Tantos jantares e drinks mudaram sua silhueta, acrescentando quilos e culotes onde jamais houveram, e impondo à sua renitente vaidade o uso de cintas e calças cada vez mais apertadas.
Sentia que perdera as condições de disputar atenções em Búzios e voltara, como filha pródiga, a frequentar Cabo Frio. Nos inevitáveis reencontros com os antigos amigos, disfarçava o saber-se usada com uma simplicidade de alma há muito perdida:
- Cansei daquela confusão. Eu nem escutava o que me diziam, com toda aquela música alta. Por isso que agora prefiro barezinhos assim, escondidos e sossegados. Pelo menos a gente pode conversar, e é isso que importa, não é?
Os barezinhos, escondidos e sossegados, eram a trilha do despenhadeiro de seus sonhos: cada vez mais escondidos, cada vez mais simples, obrigavam Gislaine – Érica pertencia a um outro mundo – à esforços quase incoerentes para justificar seu ostracismo.
Os empregos eram crescentemente difíceis, levando-a à uma série de casamentos que a sustentaram ainda alguns poucos anos. O desrespeito dos homens pelas suas formas, sempre mais flácidas e maiores, invariavelmente terminavam em pancadas e privações.

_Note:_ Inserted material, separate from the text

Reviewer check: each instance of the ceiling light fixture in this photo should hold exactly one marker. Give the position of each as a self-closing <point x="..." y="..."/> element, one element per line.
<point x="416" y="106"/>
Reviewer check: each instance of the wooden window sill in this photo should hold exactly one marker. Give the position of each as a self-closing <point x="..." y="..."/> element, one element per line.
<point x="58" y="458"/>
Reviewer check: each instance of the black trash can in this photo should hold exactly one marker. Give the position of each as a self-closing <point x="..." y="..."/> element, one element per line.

Rendeu-se, um dia, à realidade. O mundo odeia a beleza e felicidade, Érica estava morta e ela, com a vida enxertada por uma esperança que não lhe pertencia, saltara direto da infância para a velhice.

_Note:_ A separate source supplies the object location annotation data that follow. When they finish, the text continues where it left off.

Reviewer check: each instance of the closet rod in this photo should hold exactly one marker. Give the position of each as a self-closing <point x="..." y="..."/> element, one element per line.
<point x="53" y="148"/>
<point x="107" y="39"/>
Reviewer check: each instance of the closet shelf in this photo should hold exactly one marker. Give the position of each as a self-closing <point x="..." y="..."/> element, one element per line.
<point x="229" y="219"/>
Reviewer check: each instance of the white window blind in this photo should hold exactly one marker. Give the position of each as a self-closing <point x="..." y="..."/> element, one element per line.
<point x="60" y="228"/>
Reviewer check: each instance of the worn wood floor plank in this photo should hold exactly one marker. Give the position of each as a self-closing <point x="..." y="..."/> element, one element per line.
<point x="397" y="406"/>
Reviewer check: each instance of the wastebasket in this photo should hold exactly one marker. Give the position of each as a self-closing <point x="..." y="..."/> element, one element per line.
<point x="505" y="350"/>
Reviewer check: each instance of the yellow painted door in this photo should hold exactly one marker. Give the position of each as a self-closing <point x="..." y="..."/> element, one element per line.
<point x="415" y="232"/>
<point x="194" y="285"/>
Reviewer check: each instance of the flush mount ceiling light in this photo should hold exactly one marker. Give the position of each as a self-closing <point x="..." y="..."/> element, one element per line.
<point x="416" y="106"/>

Nunca chegou a saber se Érica seria a vida real e Gislaine o pesadelo, ou se Gislaine era seu destino e Érica apenas um sonho.

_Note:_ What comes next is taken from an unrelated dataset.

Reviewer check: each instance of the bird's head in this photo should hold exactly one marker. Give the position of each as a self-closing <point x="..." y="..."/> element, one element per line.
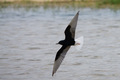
<point x="61" y="42"/>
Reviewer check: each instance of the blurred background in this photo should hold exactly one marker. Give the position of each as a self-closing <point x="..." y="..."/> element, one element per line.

Esperanças mortas, vive hoje em companhia de seu tio torto – entrevado em uma cadeira de rodas, mas ainda solícito – e é atendente em sua barraca de caipifrutas na entrada da favela, juntamente com a mulher dele.
De seu passado, glorioso e breve, guarda apenas fotografias amareladas e um escondido caso com a pobre moça, companheira de trabalho, que a segue e ampara como cão fiel.